Hay un momento sumamente revelador en esta magistral crónica de bajada a los infiernos que narra este libro. Philippe Lançon, después de meses y meses de operaciones y de dolor se cree ya en trance de recuperación y viaja en el metro. De repente sube al vagón un joven magrebí, en cuya mirada él aprecia un gesto de desafío. Su impulso primario es huir, o al menos retirarse, poner un escudo de personas entre lo que capta como una amenaza potencial y él mismo: quizá en ese instante comprende que la recuperación total no llegará nunca, que conservará para siempre no solo las heridas físicas del rostro, sino también las espirituales: un miedo permanente que se activará cuando menos se lo espere.
Porque El colgajo es un libro autobiográfico muy especial. Se trata de una confesión, de la narración absolutamente veraz de lo que sucede después de sobrevivir a una experiencia tan traumática como un atentado terrorista. Lançon llega a describirse como un muerto en vida, como alguien que sigue existiendo, pero jamás volverá a ser el mismo, sintiéndose como si de repente la nada hubiera envuelto la esencia de su ser:
"La escena de repente improvisada flotaba en los escombros de nuestras propias vidas, pero no era la mano de un proyeccionista quien lo había detenido todo: eran unos hombres armados, eran sus balas; era lo que nosotros, los profesionales de la imaginación agresiva, no habíamos imaginado, porque algo así era simplemente inimaginable, al menos en la realidad. La muerte inesperada; el elefante metódico en la cacharrería; el huracán breve y frío; la nada."

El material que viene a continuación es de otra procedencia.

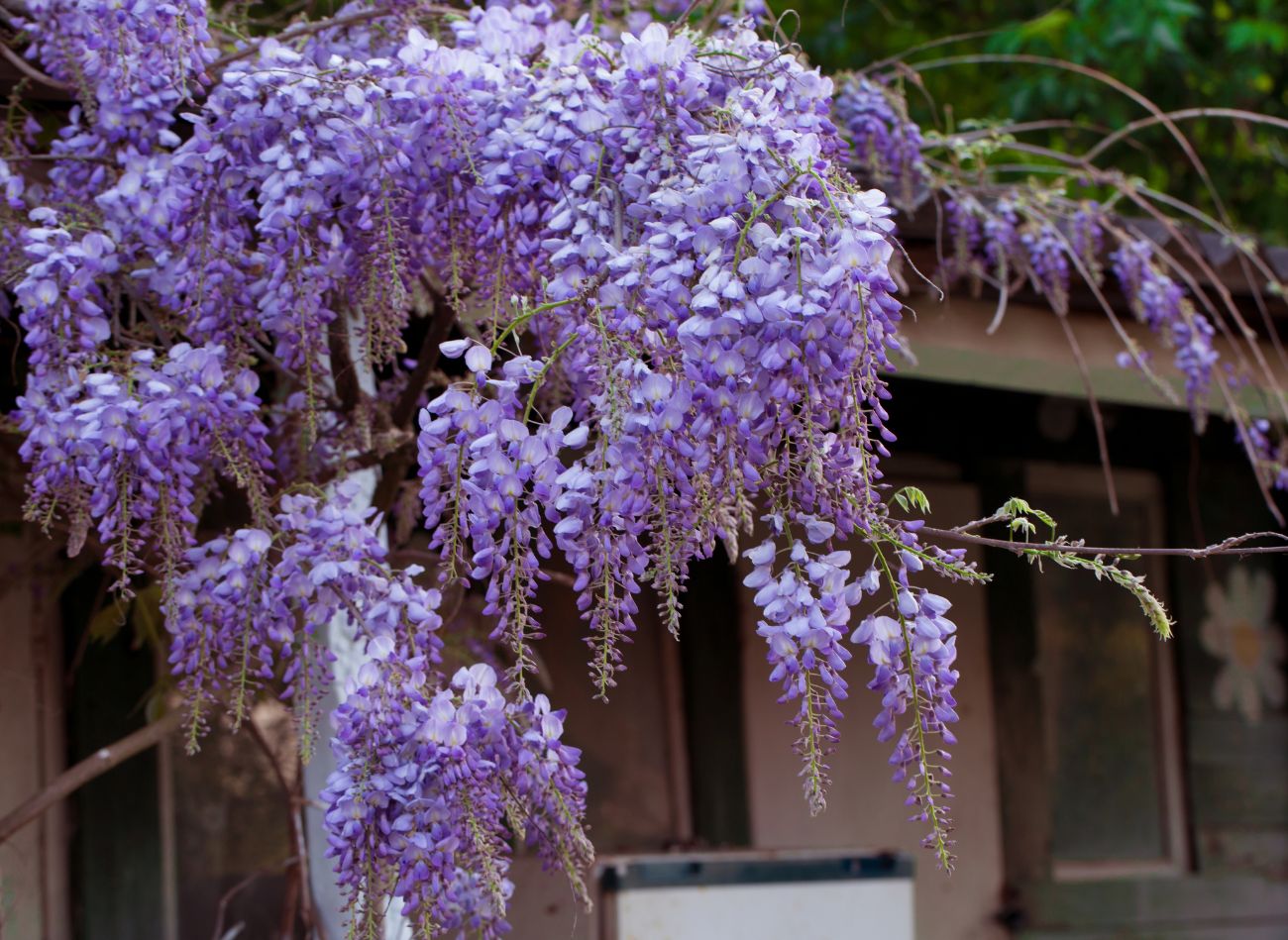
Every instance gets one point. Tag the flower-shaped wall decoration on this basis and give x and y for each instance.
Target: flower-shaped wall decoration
(1240, 632)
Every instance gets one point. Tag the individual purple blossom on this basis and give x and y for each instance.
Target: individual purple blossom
(885, 143)
(133, 451)
(1162, 305)
(912, 649)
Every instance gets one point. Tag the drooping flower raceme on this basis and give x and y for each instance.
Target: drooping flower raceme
(665, 312)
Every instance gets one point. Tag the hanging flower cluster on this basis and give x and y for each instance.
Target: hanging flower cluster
(430, 788)
(885, 142)
(133, 450)
(668, 314)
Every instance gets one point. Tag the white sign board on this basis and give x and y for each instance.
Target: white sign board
(748, 897)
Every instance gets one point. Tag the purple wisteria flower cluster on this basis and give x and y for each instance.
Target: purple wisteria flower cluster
(133, 450)
(885, 142)
(432, 785)
(1160, 303)
(652, 313)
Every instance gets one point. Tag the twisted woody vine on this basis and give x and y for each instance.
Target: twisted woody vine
(617, 284)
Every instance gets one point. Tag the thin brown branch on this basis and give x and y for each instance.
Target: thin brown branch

El atentado a Charlie Hebdo no fue una acción cualquiera. Se trataba de un golpe al corazón de las libertades de occidente, a un medio de comunicación satírico que jamás había tenido pelos en la lengua a la hora de criticarlo todo, incluyendo a la religión islámica. La matanza implicaba un mensaje claro: quien se burlara de Mahoma merecía morir. Después de los hechos, hubo voces cobardes que, no justificando el atentado, mostraban un rechazo a la previa actitud provocativa de Charlie frente a lo se suponía sagrado, aunque la mayoría de los franceses optaron por un apoyo sin fisuras a las víctimas a través de un lema que hizo fortuna: "Je suis Charlie". Porque lo que se jugaba aquí era no ceder ni un milímetro en el derecho fundamental a la libertad de expresión frente a quienes defienden una organización social totalitaria. Como dejó dicho Voltaire: "Puede que no esté de acuerdo con tu opinión, pero defenderé con mi vida tu derecho a expresarlo."
Al final el lector siente que el sacrificio de Lançon, un mártir de la libertad de expresión, tiene un sentido, que su calvario supone una especie de redención para aquellos que creen que se puede aplacar a la bestia cediendo parte de la esencia de nuestra vida democrática a la amenaza de unos asesinos que dicen actuar en nombre de la religión de la paz. El colgajo, además de ser una obra literaria de primer orden, se erige así no solo en una reflexión acerca del dolor y su superación, sino también a la valentía de conservar las propias convicciones frente a los fanáticos e intolerantes.
La recuperación física de un accidentado (en este caso, una persona objeto de una agresión) siempre es una situación dramática. El señor Lançon, que es un buen escritor, la narra muy bien. Pero no se profundiza tanto en la cuestión del terrorismo yihadista.